Faithfulness metric fusion: Improving the evaluation of LLM trustworthiness across domains
Ben Malin, Tatiana Kalganova, Nikolaos Boulgouris
TL;DR
This work tackles faithfulness evaluation for LLM outputs by fusing multiple elementary metrics into a single fused score using an Explainable Boosting Machine. It constructs a cross-domain, homogenised dataset with human judgments and LLM outputs across QA, dialogue, and summarisation, and leverages AMR graphs to enhance evaluation. The study shows that fusion improves correlation with human judgments across domains, with domain-tailored weightings highlighting the complementary strengths of LLM-based, n-gram, and graph-based metrics.
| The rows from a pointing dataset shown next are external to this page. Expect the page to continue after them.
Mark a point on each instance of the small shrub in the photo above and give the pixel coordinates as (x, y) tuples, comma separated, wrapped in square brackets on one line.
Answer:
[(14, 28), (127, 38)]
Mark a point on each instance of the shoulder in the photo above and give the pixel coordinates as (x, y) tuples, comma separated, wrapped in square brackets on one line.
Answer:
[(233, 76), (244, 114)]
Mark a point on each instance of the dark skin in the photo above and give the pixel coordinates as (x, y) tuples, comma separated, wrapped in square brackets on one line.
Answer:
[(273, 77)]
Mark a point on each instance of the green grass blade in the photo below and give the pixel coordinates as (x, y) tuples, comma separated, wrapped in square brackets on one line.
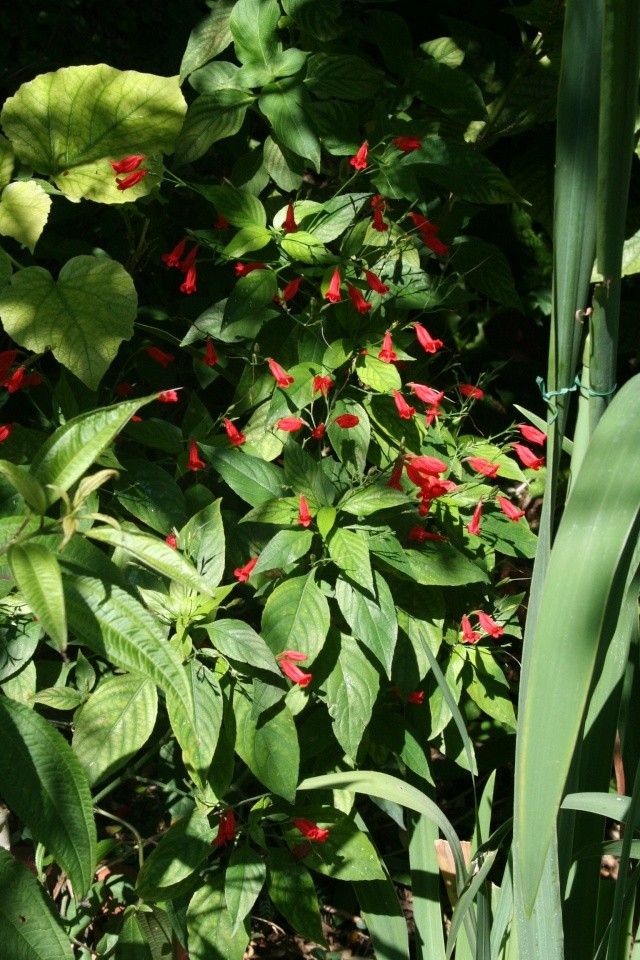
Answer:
[(579, 608)]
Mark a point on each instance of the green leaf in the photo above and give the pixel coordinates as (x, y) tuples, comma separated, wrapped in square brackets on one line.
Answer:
[(237, 206), (240, 642), (210, 925), (208, 38), (37, 574), (253, 25), (268, 745), (284, 549), (70, 451), (71, 123), (51, 795), (30, 928), (82, 318), (211, 117), (283, 103), (155, 554), (254, 480), (182, 850), (296, 617), (117, 719), (24, 211), (293, 893), (349, 550), (243, 881), (351, 689), (371, 618), (342, 77)]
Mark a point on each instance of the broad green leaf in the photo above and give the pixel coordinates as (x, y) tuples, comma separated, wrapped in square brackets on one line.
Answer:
[(240, 642), (349, 550), (24, 211), (71, 123), (372, 618), (202, 537), (50, 795), (211, 117), (342, 76), (210, 924), (253, 480), (269, 747), (181, 851), (253, 25), (37, 574), (296, 617), (155, 554), (291, 888), (284, 549), (83, 317), (117, 719), (244, 878), (30, 928), (208, 38), (351, 690), (239, 207), (283, 103), (70, 451)]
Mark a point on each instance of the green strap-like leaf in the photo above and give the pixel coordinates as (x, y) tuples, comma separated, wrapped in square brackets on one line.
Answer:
[(43, 783)]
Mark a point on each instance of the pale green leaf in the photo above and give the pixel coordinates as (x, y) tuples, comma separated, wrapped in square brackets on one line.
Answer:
[(24, 211), (117, 719), (50, 795), (82, 318)]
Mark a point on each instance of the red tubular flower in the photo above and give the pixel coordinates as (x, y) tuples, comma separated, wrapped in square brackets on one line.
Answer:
[(291, 289), (532, 434), (427, 394), (226, 829), (359, 162), (361, 305), (281, 377), (468, 390), (509, 509), (311, 830), (243, 269), (322, 385), (346, 420), (387, 354), (474, 526), (468, 634), (164, 359), (407, 144), (195, 463), (128, 165), (304, 517), (235, 437), (488, 625), (375, 283), (210, 356), (189, 285), (131, 180), (242, 574), (403, 408), (289, 224), (173, 259), (528, 457), (425, 339), (485, 467), (333, 293), (290, 424)]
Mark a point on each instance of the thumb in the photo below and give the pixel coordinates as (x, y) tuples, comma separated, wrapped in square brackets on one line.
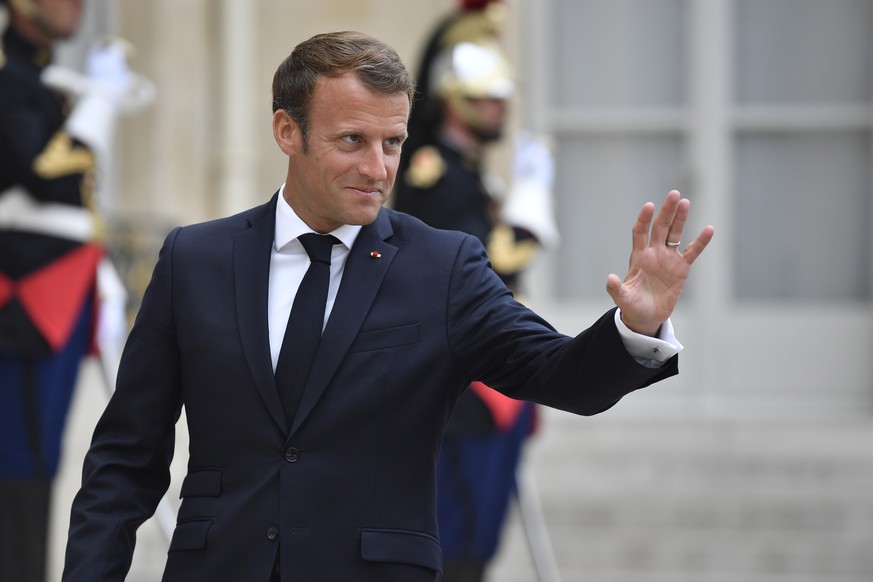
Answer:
[(613, 286)]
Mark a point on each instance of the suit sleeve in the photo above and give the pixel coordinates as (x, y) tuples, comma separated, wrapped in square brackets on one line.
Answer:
[(126, 470), (512, 349)]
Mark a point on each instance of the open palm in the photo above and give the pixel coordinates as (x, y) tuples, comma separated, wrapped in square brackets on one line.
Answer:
[(658, 268)]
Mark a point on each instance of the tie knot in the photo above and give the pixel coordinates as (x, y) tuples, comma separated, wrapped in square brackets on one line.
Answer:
[(318, 246)]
The findings underscore the value of granular, interpretable metric fusion for trustworthy LLM deployment in diverse settings, including safety-critical or high-stakes applications.
Abstract
We present a methodology for improving the accuracy of faithfulness evaluation in Large Language Models (LLMs). The proposed methodology is based on the combination of elementary faithfulness metrics into a combined (fused) metric, for the purpose of improving the faithfulness of LLM outputs. The proposed strategy for metric fusion deploys a tree-based model to identify the importance of each metric, which is driven by the integration of human judgements evaluating the faithfulness of LLM responses. This fused metric is demonstrated to correlate more strongly with human judgements across all tested domains for faithfulness. Improving the ability to evaluate the faithfulness of LLMs, allows for greater confidence to be placed within models, allowing for their implementation in a greater diversity of scenarios. Additionally, we homogenise a collection of datasets across question answering and dialogue-based domains and implement human judgements and LLM responses within this dataset, allowing for the reproduction and trialling of faithfulness evaluation across domains.